Here the problem is leather is flexible and absorbent and metal inflexible and impervious.

  • Impact Adhesive – An impact adhesive is a good choice. As always ensure the surfaces are clean and grease free. Then apply the adhesive to each surface and allow to dry (as per the instructions). The two parts may then be put together and pressure applied to ensure a good connection. Allow to set as per the instructions.

 

Leather to Wood

Both are porous surfaces.

  • Aliphatic – An aliphatic or pva glue works well in this situation. The aliphatic will be stronger, but the downside is it will be less flexible than PVA.
  • Impact Adhesive – If you want a really flexible joint and the area to be joined is reasonably large then an impact adhesive works well.

 

Metal to Metal

The problem is that both surfaces are inflexible and impervious. Any temperature change will result in expansion or contraction of the metal parts and this most likely will be different to the glue resulting is stress in the joint and possible failure.

  • Epoxy Resin – there are a number of two part epoxy resins available, normally in tubes, that once mixed thoroughly give you a working time of between 5 minutes and 2 hours.
  • Gorilla Glue – This is an amazing glue and is able to bond metal to metal.
  • Instant Adhesive – Instant glue will form a bond between the two surfaces if they are both clean, free from grease and if the metal will not get too hot. Above 100°C most instant glues start to break down and fail.

 

Paper to Paper

Most glues are capable of bonding 2 pieces of paper together and so it is more then a matter of application.

 

 

 

 

Rubber to Metal

You have a number of choices assuming the metal is inflexible.

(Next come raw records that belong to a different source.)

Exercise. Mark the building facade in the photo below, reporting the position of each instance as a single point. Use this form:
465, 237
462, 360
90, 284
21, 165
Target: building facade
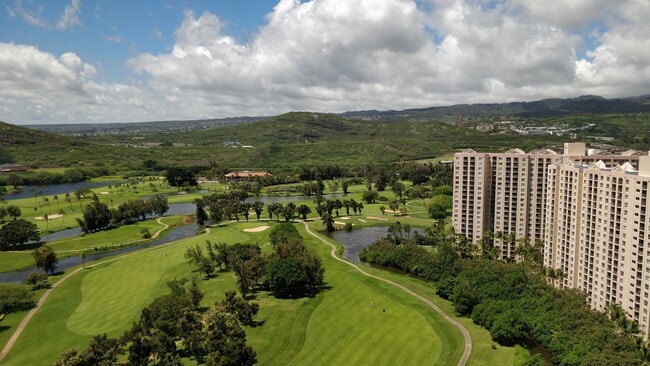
590, 211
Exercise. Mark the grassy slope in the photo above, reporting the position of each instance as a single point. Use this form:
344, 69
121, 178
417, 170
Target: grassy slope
337, 326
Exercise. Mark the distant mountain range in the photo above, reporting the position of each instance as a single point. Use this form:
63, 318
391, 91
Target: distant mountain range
588, 104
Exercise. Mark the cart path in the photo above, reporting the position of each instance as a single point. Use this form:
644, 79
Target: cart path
41, 301
468, 340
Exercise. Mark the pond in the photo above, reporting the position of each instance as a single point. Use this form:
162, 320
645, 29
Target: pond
174, 209
174, 234
52, 189
286, 199
354, 241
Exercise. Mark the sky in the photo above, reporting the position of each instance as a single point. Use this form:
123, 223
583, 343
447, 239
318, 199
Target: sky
99, 61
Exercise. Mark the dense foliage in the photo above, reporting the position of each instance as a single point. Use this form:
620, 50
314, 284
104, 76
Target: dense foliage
98, 216
514, 302
18, 232
291, 271
174, 327
46, 259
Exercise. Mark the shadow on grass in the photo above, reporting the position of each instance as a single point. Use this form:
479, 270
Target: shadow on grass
257, 323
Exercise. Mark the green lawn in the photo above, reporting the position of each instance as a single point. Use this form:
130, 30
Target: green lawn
126, 235
338, 326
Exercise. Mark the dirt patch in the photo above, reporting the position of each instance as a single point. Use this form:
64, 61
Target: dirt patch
49, 217
256, 229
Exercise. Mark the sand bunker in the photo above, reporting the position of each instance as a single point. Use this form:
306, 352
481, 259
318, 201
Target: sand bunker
49, 217
256, 229
376, 218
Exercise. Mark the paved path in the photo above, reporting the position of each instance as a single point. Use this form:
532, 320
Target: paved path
468, 340
41, 301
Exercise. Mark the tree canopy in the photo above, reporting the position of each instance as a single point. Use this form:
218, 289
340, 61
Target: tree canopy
18, 232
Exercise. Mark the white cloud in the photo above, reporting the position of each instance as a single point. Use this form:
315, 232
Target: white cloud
331, 55
70, 16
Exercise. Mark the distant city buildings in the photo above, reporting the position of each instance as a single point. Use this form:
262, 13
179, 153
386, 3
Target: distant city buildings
589, 208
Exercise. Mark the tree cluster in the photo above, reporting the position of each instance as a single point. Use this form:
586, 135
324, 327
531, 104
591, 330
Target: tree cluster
292, 270
98, 216
18, 232
71, 175
180, 176
513, 301
229, 205
174, 327
46, 259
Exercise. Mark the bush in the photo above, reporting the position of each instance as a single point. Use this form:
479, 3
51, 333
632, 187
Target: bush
37, 280
15, 297
145, 233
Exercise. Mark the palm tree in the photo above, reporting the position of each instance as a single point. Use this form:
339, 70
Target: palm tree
62, 214
68, 199
328, 221
47, 200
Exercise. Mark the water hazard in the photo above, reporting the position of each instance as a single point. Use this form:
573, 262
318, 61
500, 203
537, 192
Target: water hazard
68, 262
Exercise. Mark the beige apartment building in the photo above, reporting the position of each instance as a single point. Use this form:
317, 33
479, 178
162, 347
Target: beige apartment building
590, 210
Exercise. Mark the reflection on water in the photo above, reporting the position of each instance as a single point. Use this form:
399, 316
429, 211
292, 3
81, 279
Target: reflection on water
68, 262
51, 189
354, 241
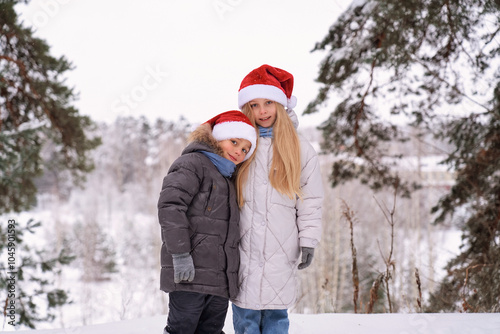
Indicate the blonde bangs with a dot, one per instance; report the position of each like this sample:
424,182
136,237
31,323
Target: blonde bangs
285,168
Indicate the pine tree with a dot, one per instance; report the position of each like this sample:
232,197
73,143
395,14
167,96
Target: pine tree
35,110
433,66
35,107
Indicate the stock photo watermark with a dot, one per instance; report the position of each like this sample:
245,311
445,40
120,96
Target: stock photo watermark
49,9
11,274
131,100
224,6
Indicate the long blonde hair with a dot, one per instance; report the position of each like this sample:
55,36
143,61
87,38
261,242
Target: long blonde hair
284,174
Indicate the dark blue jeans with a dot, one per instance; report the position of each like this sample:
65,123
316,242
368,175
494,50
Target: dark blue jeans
196,313
247,321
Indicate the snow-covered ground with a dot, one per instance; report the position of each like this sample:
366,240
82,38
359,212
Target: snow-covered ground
428,323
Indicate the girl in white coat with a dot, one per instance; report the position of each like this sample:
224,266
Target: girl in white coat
280,194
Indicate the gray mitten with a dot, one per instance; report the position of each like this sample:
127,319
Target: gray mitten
183,267
307,255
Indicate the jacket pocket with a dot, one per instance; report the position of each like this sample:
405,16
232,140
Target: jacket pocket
212,190
279,198
206,251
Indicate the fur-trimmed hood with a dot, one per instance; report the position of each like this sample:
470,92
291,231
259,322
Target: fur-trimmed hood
201,139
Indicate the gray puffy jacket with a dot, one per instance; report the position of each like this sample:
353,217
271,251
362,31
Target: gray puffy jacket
198,213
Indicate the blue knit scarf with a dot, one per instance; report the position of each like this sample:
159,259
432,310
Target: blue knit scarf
224,166
266,132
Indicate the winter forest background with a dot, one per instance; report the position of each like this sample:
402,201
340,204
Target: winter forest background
410,156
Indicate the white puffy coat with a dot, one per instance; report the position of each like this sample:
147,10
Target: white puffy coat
273,228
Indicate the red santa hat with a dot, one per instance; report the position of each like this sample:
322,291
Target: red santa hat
234,124
267,82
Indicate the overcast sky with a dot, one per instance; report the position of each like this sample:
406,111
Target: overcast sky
167,58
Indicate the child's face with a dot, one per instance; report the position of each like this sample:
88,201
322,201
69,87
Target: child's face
235,149
264,112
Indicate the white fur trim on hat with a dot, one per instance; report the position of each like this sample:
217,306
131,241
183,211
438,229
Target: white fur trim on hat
236,129
259,91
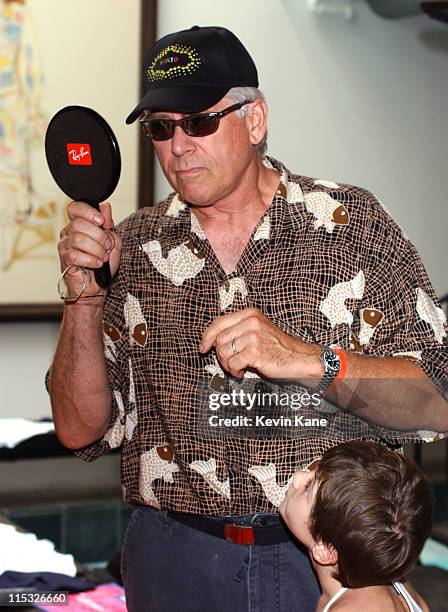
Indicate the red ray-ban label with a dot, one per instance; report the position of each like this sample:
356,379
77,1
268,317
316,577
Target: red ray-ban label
79,154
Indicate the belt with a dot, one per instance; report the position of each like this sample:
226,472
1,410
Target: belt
234,530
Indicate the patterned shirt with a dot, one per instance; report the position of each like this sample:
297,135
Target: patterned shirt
325,263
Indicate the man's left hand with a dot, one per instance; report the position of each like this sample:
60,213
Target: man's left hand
247,339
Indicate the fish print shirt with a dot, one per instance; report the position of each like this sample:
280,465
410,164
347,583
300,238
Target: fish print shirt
327,264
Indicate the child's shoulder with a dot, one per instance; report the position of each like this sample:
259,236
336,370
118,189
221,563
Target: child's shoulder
369,599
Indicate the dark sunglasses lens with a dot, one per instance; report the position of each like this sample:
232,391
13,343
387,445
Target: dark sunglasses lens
158,129
200,125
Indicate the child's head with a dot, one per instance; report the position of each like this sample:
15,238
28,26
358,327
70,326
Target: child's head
364,509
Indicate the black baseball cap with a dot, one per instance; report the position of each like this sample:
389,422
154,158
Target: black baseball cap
191,70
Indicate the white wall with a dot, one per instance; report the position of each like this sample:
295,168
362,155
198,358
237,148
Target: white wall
361,102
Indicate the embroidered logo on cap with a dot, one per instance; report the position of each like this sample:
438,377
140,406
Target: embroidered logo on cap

  • Gorilla Glue – clean the surfaces, slightly rough them and use a small amount of water. The small amount of moisture will help the glue foam up and set.
  • Impact Adhesive – Evo Stik is one of the best manufacturers of this. Clean the surfaces, slightly rough up the surface, apply the adhesive to both surfaces and allow to dry before putting them together. Note that this will form a bond and you will not be able to move the parts, so you will need to be sure of where the parts are being placed.

Rubber to Wood

You have a number of choices assuming the metal is inflexible.

  • Gorilla Glue – clean the surfaces, slightly rough them and use a small amount of water. The small amount of moisture will help the glue foam up and set, personally I would make the wood slightly damp in this case.
  • Impact Adhesive – Evo Stik is one of the best manufacturers of this. Clean the surfaces, slightly rough up the surface, apply the adhesive to both surfaces and allow to dry before putting them together. Note that this will form a bond and you will not be able to move the parts, so you will need to be sure of where the parts are being placed.

 

Wood to Wood

PVA – a common PVA such as Evo-Stik PVA wood glue works fine with most wood. This is the glue that you can buy in most DIY shops.  This is a good general purpose wood glue that is also great for craft and hobby work.

This also works well with papier-mâché projects, just water it down first.

Aliphatic Resin – There are a number of aliphatic resins that are superior wood glues, advantages include: tack time of around 30 minutes, fast set, stronger than wood, heat and solvent-resistance.

A significant benefit with aliphatic resins is the excellent sandability and the fact that they are unaffected by finishes. We’ve reviewed Titebond and Titebond II – two of the go to glues in my workshop.